Re: Back-pressure Status shows OK but records are backed up in kafka

2018-01-08 Thread Jins George
Thank You Ufuk & Shannon. Since my kafka consumer is 
UnboundedKafkaSource from BEAM, not sure if  records-lag-max metrics is 
exposed. Let me research further.


Thanks,
Jins George
On 01/08/2018 10:11 AM, Shannon Carey wrote:

Right, backpressure only measures backpressure on the inside of the Flink job. 
Ie. between Flink tasks.

Therefore, it’s up to you to monitor whether your Flink job is “keeping up” 
with the source stream. If you’re using Kafka, there’s a metric that the 
consumer library makes available. For example, for one of our jobs, in Graphite 
we have a metric that matches:

aliasByNode(stats.gauges.myapp.prod.us-east-1.myapp.*.taskmanager.*.job.com.example.$Job.operator.*.*.KafkaConsumer.records-lag-max,
 18, 19)

The “$Job” is a variable which allows you to select the job. You can see that I 
have wildcards on other elements of the path, for example the TaskManager id, 
the operator name, the Task index, etc. Your metric is probably rooted 
somewhere else, but the thing you’re looking for is under 
operator.*.*.KafkaConsumer.records-lag-max.
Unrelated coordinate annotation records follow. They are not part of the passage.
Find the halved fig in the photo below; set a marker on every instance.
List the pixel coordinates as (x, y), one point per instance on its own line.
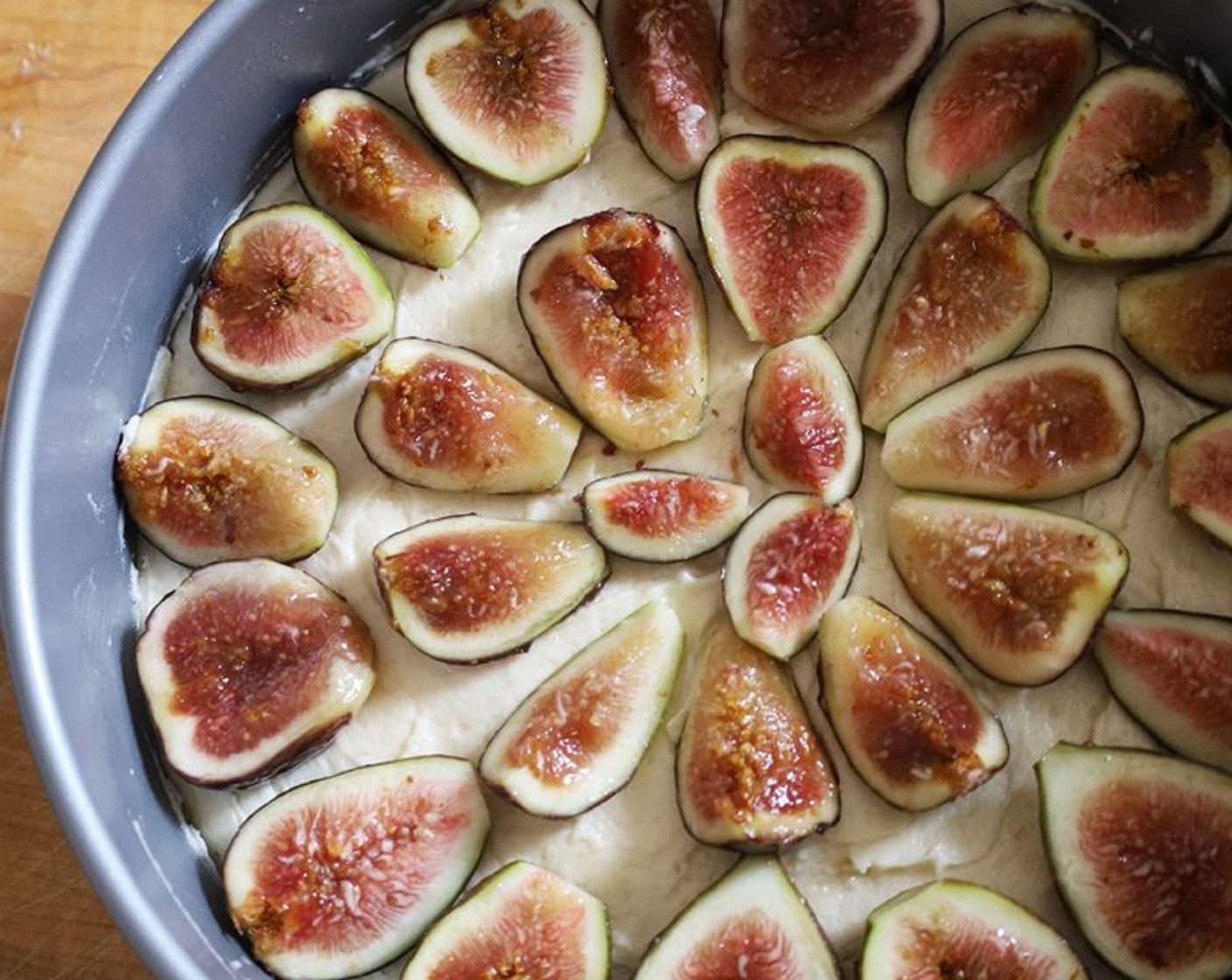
(787, 566)
(516, 88)
(1018, 590)
(444, 416)
(751, 771)
(289, 298)
(999, 91)
(827, 66)
(908, 721)
(1036, 427)
(1138, 844)
(802, 422)
(580, 735)
(466, 588)
(663, 515)
(248, 666)
(1173, 672)
(752, 923)
(368, 165)
(1141, 169)
(790, 228)
(615, 307)
(208, 480)
(341, 875)
(967, 291)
Flink manages its offsets itself, rather than acting like a “normal” consumer 
which commits offsets to Kafka. However, in the docs I see that 
“setCommitOffsetsOnCheckpoints()” is enabled by default.  So, theoretically you 
can use any sort of tool similar to https://github.com/srotya/kafka-lag-monitor 
or https://github.com/linkedin/Burrow etc. which polls Kafka itself and 
produces metrics about consumer lag. However, for some reason, I don’t see our 
Flink consumer metrics showing up in our lag monitoring tool or in the Kafka 
command-line tools, so I’m not sure what’s going on there. Maybe it’s because 
Flink doesn’t show up as a consumer group? At first I thought that it might be 
because we’re not setting the “group.id” property, but as it turns out we are 
indeed setting it. In any case, we have to use the job’s metrics, and monitor 
that the job is up, rather than monitoring the offset in Kafka itself.

-Shannon

On 1/8/18, 1:52 AM, "Ufuk Celebi"  wrote:

 Hey Jins,
 
 our current back pressure tracking mechanism does not work with Kafka

 sources. To gather back pressure indicators we sample the main task
 thread of a subtask. For most tasks, this is the thread that emits
 records downstream (e.g. if you have a map function) and everything
 works as expected. In case of the Kafka source though there is a
 separate thread that consumes from Kafka and emits the records.
 Therefore we sample the "wrong" thread and don't observe any
 indicators for back pressure. :-( Unfortunately, this was not taking
 into account when back pressure sampling was implemented.
 
 There is this old issue to track this:

 https://issues.apache.org/jira/browse/FLINK-3456
 
 I'm not aware of any other way to track this situation. Maybe others

 can chime in here...
 
 – Ufuk
 
 
 On Mon, Jan 8, 2018 at 8:16 AM, Jins George  wrote:

 > I have a Beam Pipeline consuming records from Kafka doing some
 > transformations and writing it to Hbase. I faced an issue in which 
records
 > were writing to Hbase at a slower rate than the incoming messages to 
Kafka
 > due to a temporary surge in the incoming traffic.
 >
 > From the flink UI, if I check the back pressure status, it shows OK. I 
have
 > one task which has all the operators including source.
 >
 > Any idea why backpressure indicator would show OK, but messages are 
backed
 > up in Kafka.
 >
 > Is there any other mechanism/metrics by which I can identify this 
situation
 > ?
 >
 > I'm running Flink 1.2/w beam 2.0.
 >
 > Thanks,
 > Jins George
 
 






Re: Back-pressure Status shows OK but records are backed up in kafka

2018-01-08 Thread Shannon Carey
Right, backpressure only measures backpressure on the inside of the Flink job. 
Ie. between Flink tasks.

Therefore, it’s up to you to monitor whether your Flink job is “keeping up” 
with the source stream. If you’re using Kafka, there’s a metric that the 
consumer library makes available. For example, for one of our jobs, in Graphite 
we have a metric that matches:

aliasByNode(stats.gauges.myapp.prod.us-east-1.myapp.*.taskmanager.*.job.com.example.$Job.operator.*.*.KafkaConsumer.records-lag-max,
 18, 19)

The “$Job” is a variable which allows you to select the job. You can see that I 
have wildcards on other elements of the path, for example the TaskManager id, 
the operator name, the Task index, etc. Your metric is probably rooted 
somewhere else, but the thing you’re looking for is under 
operator.*.*.KafkaConsumer.records-lag-max.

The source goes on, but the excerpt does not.